Apr 04, 2013
Yes, and ideally the both timeout should be kept in sync. The best way to do this is using HttpModule or using filters in MVC. Now, why is this necessary..
Forms authentication timeout indicates, how long a user is recognised and stay authenticated in case of any lack of inactivity and similarly session timeout indicates how long to preseve users session in case of any inactivity.
Now image this case... (simplified for clarification purpose).
You have a ecommerce application where the items are stored in a session, when the users "say" does an "Add to cart operation". Now how long you want this value available in session is determined by your session timeout.

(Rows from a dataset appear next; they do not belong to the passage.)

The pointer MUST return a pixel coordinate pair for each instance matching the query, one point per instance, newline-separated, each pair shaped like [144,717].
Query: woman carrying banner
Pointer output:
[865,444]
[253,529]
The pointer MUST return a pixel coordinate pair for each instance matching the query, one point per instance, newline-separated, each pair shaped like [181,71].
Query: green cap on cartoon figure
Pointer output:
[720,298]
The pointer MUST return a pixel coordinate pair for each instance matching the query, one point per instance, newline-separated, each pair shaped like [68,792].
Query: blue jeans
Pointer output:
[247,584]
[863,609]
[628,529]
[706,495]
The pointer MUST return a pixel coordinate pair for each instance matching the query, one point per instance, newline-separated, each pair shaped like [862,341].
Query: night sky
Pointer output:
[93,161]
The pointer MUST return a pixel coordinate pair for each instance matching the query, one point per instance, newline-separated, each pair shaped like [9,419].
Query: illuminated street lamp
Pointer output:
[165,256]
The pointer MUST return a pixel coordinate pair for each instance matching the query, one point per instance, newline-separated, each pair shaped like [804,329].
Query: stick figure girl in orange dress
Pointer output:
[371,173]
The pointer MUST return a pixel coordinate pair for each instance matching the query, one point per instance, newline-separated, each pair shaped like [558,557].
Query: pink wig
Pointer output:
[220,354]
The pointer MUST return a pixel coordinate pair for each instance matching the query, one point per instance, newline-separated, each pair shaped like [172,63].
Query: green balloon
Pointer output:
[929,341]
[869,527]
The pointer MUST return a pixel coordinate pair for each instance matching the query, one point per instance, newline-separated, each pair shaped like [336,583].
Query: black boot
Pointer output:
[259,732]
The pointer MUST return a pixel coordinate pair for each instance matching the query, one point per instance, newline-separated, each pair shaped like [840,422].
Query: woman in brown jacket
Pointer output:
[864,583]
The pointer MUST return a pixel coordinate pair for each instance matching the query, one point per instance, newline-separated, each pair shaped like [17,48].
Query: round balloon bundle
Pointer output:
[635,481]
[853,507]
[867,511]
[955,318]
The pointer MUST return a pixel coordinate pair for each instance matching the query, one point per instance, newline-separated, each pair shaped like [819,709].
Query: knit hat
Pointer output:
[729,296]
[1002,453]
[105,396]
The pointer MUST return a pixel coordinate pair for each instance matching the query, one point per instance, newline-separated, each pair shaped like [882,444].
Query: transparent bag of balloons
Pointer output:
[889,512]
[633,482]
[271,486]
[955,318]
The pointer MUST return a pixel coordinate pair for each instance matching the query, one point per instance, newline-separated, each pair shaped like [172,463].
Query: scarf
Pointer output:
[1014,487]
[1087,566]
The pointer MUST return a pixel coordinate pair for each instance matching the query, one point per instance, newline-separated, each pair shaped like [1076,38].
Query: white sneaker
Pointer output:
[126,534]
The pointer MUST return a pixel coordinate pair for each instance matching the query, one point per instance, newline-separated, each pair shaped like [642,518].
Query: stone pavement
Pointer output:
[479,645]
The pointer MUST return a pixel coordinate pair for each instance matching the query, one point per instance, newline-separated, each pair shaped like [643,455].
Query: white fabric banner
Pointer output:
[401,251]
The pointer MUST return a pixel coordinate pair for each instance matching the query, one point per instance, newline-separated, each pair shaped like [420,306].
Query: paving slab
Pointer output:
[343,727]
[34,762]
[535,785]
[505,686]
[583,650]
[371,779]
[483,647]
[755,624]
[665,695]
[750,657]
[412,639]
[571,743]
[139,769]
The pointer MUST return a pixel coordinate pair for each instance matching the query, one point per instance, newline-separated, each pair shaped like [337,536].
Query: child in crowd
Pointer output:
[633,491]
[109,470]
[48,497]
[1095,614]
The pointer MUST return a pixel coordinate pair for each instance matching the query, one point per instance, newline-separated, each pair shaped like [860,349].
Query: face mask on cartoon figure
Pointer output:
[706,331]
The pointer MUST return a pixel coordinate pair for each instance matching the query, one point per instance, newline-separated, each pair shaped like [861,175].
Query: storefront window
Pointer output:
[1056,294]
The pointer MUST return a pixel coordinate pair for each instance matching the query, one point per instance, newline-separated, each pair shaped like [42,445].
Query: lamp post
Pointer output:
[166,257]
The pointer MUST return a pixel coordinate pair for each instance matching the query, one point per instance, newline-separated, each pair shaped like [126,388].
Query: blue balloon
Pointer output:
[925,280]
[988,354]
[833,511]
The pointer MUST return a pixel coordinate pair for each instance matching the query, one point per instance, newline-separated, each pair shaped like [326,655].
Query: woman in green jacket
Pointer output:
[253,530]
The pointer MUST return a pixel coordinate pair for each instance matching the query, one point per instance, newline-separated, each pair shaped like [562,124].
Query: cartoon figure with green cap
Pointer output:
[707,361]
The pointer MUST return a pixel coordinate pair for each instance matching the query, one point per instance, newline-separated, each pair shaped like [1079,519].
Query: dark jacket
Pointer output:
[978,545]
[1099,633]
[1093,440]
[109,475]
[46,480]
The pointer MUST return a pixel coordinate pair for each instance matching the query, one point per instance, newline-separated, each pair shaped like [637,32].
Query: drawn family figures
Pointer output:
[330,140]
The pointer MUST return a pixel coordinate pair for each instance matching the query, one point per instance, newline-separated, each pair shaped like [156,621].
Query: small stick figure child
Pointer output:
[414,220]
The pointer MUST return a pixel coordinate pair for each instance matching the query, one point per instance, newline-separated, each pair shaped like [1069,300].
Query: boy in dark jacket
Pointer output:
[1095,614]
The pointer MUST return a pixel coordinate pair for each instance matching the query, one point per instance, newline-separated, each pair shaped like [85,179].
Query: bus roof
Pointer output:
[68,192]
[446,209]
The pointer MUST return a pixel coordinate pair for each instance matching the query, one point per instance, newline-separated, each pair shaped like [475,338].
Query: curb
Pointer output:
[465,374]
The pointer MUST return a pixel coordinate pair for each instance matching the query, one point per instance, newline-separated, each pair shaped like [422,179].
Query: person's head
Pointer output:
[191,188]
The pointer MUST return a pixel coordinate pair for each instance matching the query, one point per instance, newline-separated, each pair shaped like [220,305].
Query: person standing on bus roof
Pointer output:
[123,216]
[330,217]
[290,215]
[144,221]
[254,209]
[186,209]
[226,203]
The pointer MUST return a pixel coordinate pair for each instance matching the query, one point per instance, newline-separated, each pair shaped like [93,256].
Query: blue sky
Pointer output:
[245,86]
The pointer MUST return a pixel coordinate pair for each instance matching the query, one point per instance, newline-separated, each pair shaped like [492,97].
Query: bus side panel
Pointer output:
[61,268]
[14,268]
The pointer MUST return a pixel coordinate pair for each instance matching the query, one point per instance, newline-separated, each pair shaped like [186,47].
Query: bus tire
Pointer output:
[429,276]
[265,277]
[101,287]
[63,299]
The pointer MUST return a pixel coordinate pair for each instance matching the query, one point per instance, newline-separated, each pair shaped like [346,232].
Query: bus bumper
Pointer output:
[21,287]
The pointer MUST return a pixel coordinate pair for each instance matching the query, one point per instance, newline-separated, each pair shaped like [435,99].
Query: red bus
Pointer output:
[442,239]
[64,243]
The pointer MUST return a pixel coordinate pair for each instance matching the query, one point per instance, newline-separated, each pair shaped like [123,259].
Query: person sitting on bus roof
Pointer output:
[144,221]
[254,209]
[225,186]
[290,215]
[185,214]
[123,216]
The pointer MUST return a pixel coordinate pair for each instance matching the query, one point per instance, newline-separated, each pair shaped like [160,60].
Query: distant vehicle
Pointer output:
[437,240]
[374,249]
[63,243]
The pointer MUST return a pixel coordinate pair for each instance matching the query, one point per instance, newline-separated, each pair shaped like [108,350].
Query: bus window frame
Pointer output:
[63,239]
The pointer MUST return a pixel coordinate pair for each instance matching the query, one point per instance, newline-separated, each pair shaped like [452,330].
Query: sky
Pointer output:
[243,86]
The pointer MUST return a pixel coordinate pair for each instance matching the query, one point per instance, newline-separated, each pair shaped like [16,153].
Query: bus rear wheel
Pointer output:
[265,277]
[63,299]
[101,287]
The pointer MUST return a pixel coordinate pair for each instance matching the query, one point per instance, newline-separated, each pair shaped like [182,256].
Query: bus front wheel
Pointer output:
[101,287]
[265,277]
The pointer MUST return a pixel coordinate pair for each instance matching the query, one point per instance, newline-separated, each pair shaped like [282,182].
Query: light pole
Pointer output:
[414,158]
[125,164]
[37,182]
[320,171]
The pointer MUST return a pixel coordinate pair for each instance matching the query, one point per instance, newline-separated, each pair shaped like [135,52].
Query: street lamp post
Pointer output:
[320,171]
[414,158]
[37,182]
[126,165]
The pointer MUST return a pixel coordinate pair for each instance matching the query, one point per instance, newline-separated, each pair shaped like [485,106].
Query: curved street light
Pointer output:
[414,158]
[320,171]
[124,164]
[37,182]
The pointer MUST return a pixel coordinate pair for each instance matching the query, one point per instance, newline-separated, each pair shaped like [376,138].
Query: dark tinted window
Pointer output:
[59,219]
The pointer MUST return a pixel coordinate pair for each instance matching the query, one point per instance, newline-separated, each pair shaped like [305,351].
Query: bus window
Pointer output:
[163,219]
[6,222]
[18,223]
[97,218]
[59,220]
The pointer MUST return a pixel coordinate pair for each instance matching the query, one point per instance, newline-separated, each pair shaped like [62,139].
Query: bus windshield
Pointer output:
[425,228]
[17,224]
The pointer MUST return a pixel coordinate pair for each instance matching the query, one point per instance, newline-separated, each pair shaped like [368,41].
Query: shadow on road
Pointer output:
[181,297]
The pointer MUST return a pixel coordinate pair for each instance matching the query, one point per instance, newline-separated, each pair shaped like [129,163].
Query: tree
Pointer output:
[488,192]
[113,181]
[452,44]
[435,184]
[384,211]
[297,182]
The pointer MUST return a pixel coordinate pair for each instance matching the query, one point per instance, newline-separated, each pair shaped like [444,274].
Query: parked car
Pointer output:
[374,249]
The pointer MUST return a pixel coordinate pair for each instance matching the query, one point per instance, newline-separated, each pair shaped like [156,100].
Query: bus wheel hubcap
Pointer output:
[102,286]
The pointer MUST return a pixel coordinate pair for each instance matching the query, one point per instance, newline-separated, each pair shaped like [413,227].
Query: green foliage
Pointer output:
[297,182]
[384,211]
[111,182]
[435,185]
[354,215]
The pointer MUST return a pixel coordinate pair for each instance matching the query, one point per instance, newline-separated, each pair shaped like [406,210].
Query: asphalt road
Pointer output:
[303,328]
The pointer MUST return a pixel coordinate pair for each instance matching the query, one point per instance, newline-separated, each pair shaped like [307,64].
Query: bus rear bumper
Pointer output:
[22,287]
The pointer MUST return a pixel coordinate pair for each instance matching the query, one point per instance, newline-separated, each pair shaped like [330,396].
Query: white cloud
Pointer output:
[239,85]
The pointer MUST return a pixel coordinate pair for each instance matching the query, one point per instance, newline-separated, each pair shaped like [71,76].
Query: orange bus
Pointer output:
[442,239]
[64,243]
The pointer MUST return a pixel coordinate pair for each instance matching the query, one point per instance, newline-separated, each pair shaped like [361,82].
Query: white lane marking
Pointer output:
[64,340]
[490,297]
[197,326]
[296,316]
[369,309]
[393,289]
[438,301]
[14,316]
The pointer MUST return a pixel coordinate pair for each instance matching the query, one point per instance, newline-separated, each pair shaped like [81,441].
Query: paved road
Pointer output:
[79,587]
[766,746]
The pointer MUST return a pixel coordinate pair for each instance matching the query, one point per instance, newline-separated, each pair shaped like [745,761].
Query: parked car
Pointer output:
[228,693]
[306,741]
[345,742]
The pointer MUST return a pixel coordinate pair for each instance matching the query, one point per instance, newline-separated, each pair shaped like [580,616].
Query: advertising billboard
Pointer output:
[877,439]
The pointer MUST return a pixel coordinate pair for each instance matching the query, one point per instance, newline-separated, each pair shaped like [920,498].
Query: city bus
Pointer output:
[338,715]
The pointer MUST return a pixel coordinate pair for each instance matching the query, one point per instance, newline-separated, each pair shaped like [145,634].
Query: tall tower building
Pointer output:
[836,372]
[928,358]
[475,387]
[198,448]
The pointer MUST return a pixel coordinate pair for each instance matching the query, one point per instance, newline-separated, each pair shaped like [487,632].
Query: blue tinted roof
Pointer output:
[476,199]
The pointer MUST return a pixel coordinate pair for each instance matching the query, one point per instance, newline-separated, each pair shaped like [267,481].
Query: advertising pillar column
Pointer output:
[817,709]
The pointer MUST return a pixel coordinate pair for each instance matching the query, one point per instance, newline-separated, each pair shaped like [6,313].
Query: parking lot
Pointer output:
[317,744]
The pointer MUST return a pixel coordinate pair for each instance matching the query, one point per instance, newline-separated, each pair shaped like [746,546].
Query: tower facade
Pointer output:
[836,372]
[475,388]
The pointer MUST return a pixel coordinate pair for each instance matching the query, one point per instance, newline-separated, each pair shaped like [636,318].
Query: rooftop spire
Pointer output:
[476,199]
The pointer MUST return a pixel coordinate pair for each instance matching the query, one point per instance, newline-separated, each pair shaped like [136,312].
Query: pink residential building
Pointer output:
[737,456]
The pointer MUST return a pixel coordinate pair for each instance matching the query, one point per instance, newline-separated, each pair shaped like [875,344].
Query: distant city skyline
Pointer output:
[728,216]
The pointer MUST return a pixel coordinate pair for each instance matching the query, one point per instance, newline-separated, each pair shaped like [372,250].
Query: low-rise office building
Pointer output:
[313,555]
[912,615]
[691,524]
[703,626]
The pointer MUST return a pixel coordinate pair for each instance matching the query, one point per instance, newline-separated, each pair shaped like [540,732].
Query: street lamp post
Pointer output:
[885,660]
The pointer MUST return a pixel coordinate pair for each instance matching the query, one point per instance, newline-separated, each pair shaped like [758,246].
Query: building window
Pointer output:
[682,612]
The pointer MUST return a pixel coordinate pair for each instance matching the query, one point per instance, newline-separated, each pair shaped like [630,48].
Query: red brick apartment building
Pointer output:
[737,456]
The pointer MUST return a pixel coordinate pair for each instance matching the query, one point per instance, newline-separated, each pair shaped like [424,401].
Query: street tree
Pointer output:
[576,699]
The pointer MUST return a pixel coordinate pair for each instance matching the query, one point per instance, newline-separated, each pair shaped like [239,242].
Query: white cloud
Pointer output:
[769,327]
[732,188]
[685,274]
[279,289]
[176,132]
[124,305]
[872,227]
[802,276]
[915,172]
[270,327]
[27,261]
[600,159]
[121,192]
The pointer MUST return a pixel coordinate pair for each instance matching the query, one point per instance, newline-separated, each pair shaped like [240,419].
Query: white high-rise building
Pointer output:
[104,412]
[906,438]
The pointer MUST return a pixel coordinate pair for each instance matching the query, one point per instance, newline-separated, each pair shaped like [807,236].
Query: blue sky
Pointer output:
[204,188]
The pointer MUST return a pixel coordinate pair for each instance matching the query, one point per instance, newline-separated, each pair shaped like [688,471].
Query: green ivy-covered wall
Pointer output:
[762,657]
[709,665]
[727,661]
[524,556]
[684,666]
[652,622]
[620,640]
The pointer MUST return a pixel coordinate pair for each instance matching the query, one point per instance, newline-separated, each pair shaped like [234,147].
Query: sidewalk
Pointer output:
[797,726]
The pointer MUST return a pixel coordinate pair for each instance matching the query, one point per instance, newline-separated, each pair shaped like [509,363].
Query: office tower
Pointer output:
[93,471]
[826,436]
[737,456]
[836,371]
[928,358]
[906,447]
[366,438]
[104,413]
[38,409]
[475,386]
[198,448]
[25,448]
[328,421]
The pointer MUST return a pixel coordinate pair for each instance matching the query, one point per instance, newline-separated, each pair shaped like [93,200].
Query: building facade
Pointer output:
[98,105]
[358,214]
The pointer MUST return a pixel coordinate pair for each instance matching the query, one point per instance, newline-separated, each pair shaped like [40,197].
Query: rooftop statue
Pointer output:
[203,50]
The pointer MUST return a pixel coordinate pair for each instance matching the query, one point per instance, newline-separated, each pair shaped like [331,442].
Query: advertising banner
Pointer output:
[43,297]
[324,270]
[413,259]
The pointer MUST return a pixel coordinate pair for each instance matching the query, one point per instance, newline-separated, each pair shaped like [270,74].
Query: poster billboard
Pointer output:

But say your session timeout is 10 minutes and your forms authentication timeout is 30 minutes, so in case of any lack of activity, the user may lose what he has added to the cart after 20 minutes of inactivity wheres the users is still authenticated for another 20 minutes after session timeout....In this case after 10 minutes of inactivity the users session is lost while he still being logged in successfully. To avoid issues like this and there will be many more other cases, its better to keep the session and forms auth. timeout in sync.
Keeping both in sync avoid inconsistency in user experience. (There could be other use cases where session timeout could be less than auth timeout, in that case the application should handle all the edge cases)..
Hope I am able to present the example.. In case of any further clarification do revert back.